Whatever happened to the ozone layer?

“Don’t, don’t you worry about the atmosphere or any sudden pressure change. ‘Cause I know that it’s starting to get warm in here and things are starting to get strange.”
—Andrew Bird, The Mysterious Production of Eggs

I’ve participated recently in a couple of embarrassing talks about the ozone layer. One occurred last semester in a graduate-level class with fellow students of environmental literature, no less. Sadly, none of us could say with certainty whether the ozone layer was getting better or worse, whether it was still ebbing away—or slowly being nursed back to health.

Ah, blissful ignorance.

A couple of decades ago, our undies were a’bundlin’ about the depletion of stratospheric ozone, the layer of the atmosphere that protects the Earth from harmful ultraviolet ray levels. Forward-thinking legislators solved the problem with the passage of the Clean Air Act, which began to regulate a long list of ozone-depleting gluppity-glup.

Then we forgot about the problem. When’s the last time you heard a news story on the status of ozone depletion?

After the uninformed class discussion, I meant to investigate the status of ozone. But I forgot.

And then, there I was just last week, having the same discussion with another group of educated humans—none of us armed with any real knowledge.

It’s a sad state of affairs, really. So much information—so few cold, hard facts.

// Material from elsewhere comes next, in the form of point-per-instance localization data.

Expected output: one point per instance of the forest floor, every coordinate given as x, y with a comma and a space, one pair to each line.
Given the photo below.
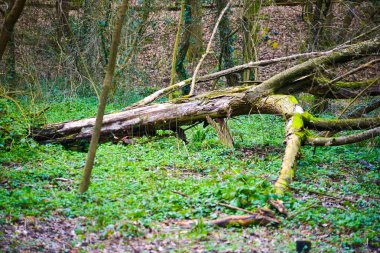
141, 193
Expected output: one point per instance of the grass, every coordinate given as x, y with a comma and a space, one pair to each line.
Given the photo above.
335, 192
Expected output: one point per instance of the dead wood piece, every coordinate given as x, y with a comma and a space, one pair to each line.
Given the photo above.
343, 140
260, 218
220, 125
294, 137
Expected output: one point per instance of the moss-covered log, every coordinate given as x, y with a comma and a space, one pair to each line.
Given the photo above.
167, 116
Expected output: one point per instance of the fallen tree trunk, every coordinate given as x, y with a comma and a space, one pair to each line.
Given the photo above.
143, 119
167, 116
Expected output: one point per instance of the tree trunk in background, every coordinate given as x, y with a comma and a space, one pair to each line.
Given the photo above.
107, 84
319, 38
10, 19
319, 23
63, 30
226, 43
11, 61
251, 28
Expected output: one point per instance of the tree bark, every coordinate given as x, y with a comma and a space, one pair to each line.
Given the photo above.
8, 25
107, 84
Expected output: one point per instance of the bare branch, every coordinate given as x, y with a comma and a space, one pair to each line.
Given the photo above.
343, 140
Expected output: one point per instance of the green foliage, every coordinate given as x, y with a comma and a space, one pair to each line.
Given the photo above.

I don’t blame myself. Who was surprised last week when U.S. government scientists testified that they’ve been pressured to eliminate references to climate change in their research? A Union of Concerned Scientists survey done by the Government Accountability Project reported that scientists working for the Bush administration on global warming and ozone depletion issues have seen their work changed to misrepresent findings. Climate-related research materials have disappeared from Web sites. Reported The New York Times: “Almost 60 percent of the scientists who responded to the survey said they had personally experienced such an incident in the last five years.”

Thank heavens we have a robust and independent media to set the record straight.

Finally, this week, I got around to looking up journal articles on ozone depletion. It seems that the decline hit a plateau between 1996 and 2002, according to a 2005 study in the Journal of Geophysical Research. In the past few years, the ozone layer may have increased incrementally in parts of the Northern Hemisphere.

That’s good news.

A 2006 study by NASA and two other U.S. agencies finds that the ozone hole is, however, “taking longer to recover than previously thought.”

The study projects that the ozone layer over Antarctica would take almost 20 years longer to fully mend. Early forecasts put recovery around 2050; now it’s 2068.

Oddly, not much media coverage on these findings.

Funny how something that seems so urgent fades over time.

Now the smart kids at CNN and USA Today warn us daily that our planet is heating up. But no one really asks us to change our lifestyles.

Stop driving so much. Turn down the heat. Stop eating meat. Yeah, you heard that right. A report published late last year by the United Nations Food and Agriculture Organization calculated that livestock production not only crappifies land and water, but it also generates more greenhouse gas emissions (18 percent) than transportation.

Of course, millions of people make their living raising critters. So there’s that.

I expect some kind of Global Warming Act of 2007 to come along. Then we can take a deep breath and stop worrying about melting polar ice caps. And the media can move on to more important topics, like tracking down Aqua Teen terrorists.